The point of even just my blog was to share the message of the Lord with everyone that I knew. While I was doing all of this I find out that I am hurting someone else. It is unfair of me to expect him to stick around. Although Satan is jumping for joy right now, because of all this hurt, it won't last for long. I am working on forgiveness, and I give it to my friend. I hope that he can forgive me as well.
Blame is flying around everywhere right now. Part of that is because instead of coming right to me, my friend went to others. Then I did as well. I did not follow what the Lord said, immediately. I should have brought everything right to the person who I felt wronged me. I am still learning how to deal with situations when people hurt me. People are angry with me for messing this friendship up, and I will take the blame because I am strong enough to get over this. If he believes that the Lord is telling him, that I am a disruption in his life, then I must do the right thing, and leave. I cannot worry about who is being hurt in the process, because I cannot falter anyone else's walk.

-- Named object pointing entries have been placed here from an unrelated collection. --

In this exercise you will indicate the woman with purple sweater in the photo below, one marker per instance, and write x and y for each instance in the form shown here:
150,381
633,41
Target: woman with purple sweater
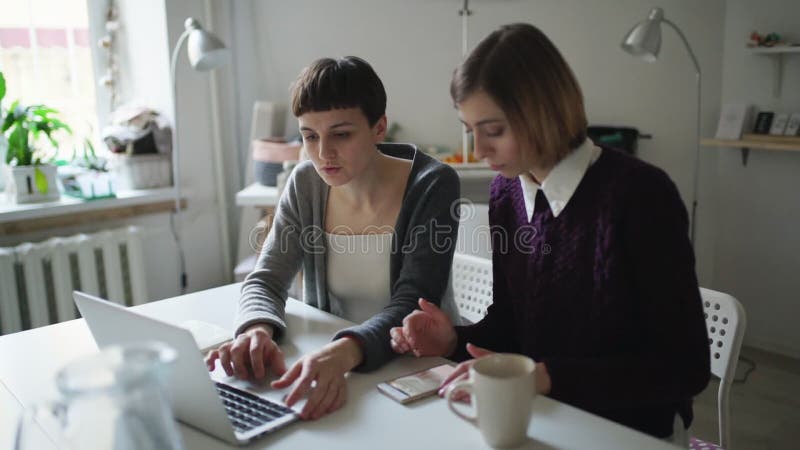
594,274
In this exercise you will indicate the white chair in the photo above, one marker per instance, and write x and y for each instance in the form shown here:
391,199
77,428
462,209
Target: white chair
726,321
472,286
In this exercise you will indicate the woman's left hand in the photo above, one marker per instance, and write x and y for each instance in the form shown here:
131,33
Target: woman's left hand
542,378
321,375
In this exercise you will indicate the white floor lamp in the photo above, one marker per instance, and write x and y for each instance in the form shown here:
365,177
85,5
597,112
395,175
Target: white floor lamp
644,41
206,52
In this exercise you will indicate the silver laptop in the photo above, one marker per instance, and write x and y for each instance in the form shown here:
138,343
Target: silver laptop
232,410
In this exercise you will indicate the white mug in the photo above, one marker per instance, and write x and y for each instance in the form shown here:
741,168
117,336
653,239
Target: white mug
502,389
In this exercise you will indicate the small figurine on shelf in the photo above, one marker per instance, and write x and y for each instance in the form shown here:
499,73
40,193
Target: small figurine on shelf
765,40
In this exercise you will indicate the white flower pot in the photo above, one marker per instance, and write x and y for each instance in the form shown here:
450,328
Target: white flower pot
29,184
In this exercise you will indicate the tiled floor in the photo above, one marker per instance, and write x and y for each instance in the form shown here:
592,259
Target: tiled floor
765,410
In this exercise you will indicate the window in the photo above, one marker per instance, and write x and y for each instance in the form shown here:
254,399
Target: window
46,59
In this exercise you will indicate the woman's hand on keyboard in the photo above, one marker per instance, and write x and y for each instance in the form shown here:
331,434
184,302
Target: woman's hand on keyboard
321,375
251,353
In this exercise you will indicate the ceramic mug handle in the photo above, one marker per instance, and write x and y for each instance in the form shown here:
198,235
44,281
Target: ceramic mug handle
463,385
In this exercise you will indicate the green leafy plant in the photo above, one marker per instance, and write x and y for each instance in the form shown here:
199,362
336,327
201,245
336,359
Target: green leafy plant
24,126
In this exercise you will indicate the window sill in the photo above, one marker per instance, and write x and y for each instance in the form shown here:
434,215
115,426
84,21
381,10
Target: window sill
67,211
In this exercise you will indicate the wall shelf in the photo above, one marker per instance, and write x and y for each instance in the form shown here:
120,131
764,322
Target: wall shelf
758,141
776,54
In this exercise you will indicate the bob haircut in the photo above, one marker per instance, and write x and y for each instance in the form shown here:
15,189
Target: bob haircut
524,73
329,84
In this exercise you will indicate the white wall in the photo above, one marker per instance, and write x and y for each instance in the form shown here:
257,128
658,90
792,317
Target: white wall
415,44
757,251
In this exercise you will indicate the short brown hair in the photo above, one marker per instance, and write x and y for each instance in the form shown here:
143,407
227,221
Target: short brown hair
348,82
524,73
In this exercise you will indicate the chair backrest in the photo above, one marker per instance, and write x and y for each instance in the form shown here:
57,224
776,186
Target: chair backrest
726,321
472,286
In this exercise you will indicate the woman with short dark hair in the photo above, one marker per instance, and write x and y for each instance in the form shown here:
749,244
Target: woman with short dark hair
364,220
601,288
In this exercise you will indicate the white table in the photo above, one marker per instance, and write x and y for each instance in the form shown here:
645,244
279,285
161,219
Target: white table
368,420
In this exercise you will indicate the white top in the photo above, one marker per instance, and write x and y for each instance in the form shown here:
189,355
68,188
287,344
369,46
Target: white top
562,181
358,273
368,417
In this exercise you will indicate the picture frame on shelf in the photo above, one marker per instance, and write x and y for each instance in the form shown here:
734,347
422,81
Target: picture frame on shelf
763,122
793,125
779,124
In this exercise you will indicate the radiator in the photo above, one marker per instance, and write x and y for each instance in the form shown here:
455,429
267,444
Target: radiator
37,279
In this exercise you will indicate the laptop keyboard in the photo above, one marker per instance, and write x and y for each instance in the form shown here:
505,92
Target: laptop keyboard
247,411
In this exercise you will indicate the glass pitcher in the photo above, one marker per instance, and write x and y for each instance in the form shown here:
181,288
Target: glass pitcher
112,400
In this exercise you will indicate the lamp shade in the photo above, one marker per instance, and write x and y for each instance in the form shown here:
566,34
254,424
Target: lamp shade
206,51
644,40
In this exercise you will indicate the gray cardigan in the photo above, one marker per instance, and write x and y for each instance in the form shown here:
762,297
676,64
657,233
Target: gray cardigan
422,253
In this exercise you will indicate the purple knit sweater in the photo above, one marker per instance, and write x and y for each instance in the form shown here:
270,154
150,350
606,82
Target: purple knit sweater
605,294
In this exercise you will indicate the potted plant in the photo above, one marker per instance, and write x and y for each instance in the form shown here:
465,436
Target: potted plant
30,176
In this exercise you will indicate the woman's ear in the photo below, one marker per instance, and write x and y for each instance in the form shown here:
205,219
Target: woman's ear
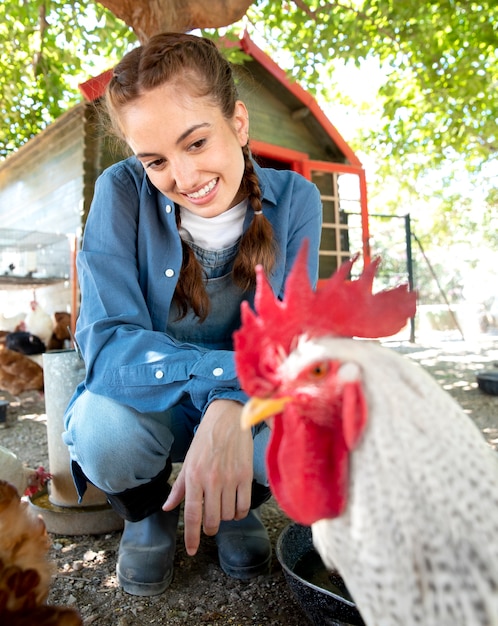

In reading my bible, I came across Psalm 62:8, "Trust in Him at all times O people, pour out your hearts to Him, for God is our refuge." He said it Himself. All of this confusion and this hurt, needs to be turned over to God, because He takes us and makes us whole again! At this time more than ever, I have to put my faith in the Lord, that He will heal me, and heal everyone involved in this situation. And remember, that every tear that falls from our eyes, is caught by our wonderful father!